AIR PASSENGERS have started streaming through China's latest architectural wonder, the gleaming Terminal 3 at the Beijing Capital International Airport.
Designed by Sir Norman Foster, the €2.4 billion air terminal is a spectacular construction and one of the biggest buildings in the world.
A golden roof slopes gently above the glass and steel main structure, with skylights dotting the top of the building, designed to let natural light into the 3km long building.
Even more remarkable is the fact that the project took just four years from design to execution.
"The design really responds to client's requirements for a world class airport with an environmentally responsible design and the need to be able to generate something special that can be modulated and built very fast," according to Rory McGowan, the Irishman who heads up building engineering at the Beijing Office of Arup, the airport's engineers.
Foster's creation is designed to wow visitors when they touch down in August for the biggest sporting event on earth, the Olympic Games.
The addition of the terminal in Beijing and a third runway will provide what is already China's busiest airport with the capacity to support the games and allow the airport to cater for up to 90 million passengers peryear by 2012.
The terminal is almost 20 per cent bigger than all five terminals of London's Heathrow Airport combined.
Terminal 3 has a state-of-the-art baggage handling system with 60 kilometres of conveyor belts that can handle 20,000 pieces of luggage an hour.
There is a light rail service which will whisk visitors the 25-kilometre distance to Tiananmen Square downtown in just under 15 minutes and the terminal is equipped to handle the giant double-decker Airbus A380 superjumbo.
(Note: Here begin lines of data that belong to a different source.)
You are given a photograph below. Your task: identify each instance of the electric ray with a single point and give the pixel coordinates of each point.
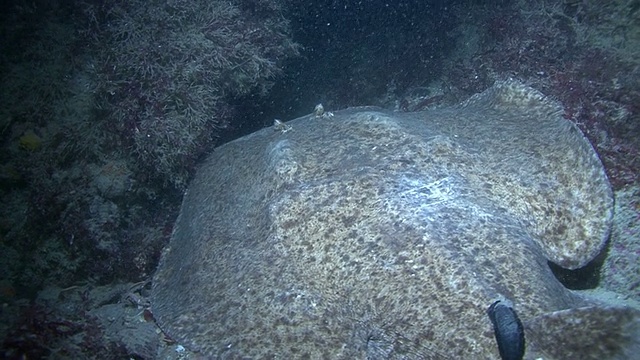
(379, 235)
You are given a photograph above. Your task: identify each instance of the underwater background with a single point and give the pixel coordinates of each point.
(107, 108)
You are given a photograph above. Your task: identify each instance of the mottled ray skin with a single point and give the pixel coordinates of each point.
(378, 235)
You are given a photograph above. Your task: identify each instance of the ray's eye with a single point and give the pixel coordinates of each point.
(508, 331)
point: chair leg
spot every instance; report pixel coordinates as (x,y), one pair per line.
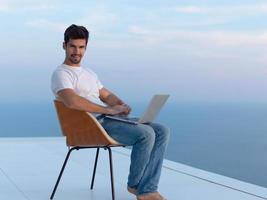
(111,173)
(93,177)
(61,172)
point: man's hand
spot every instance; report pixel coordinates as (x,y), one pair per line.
(120,110)
(128,109)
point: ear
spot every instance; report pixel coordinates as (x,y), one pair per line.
(64,45)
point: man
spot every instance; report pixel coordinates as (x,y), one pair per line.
(79,88)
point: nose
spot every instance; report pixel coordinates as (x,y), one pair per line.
(76,50)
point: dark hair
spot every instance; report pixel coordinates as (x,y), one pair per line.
(76,32)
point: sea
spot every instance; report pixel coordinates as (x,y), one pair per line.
(225,138)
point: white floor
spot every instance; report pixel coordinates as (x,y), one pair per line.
(29,168)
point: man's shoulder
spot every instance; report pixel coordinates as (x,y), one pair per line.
(90,71)
(62,71)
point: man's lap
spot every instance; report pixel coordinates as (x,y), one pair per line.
(127,133)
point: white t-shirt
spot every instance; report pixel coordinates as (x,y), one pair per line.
(84,82)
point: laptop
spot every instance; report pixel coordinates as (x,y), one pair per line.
(155,105)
"The interior has an asymmetric, curvaceous and spacious interiors but with modular features that allowed it to be built on schedule," said McGowan, who comes from Monaghan.
The terminal is three separate buildings connected by a train.
Along with the CCTV Tower, designed by Dutch superstar architect Rem Koolhaas, and Herzog & De Meuron Bird's Nest stadium, the airport is another of the towering architectural achievements that have marked the Olympic preparations.
The airy interior will have 64 Western and Chinese restaurants and 84 retail shops.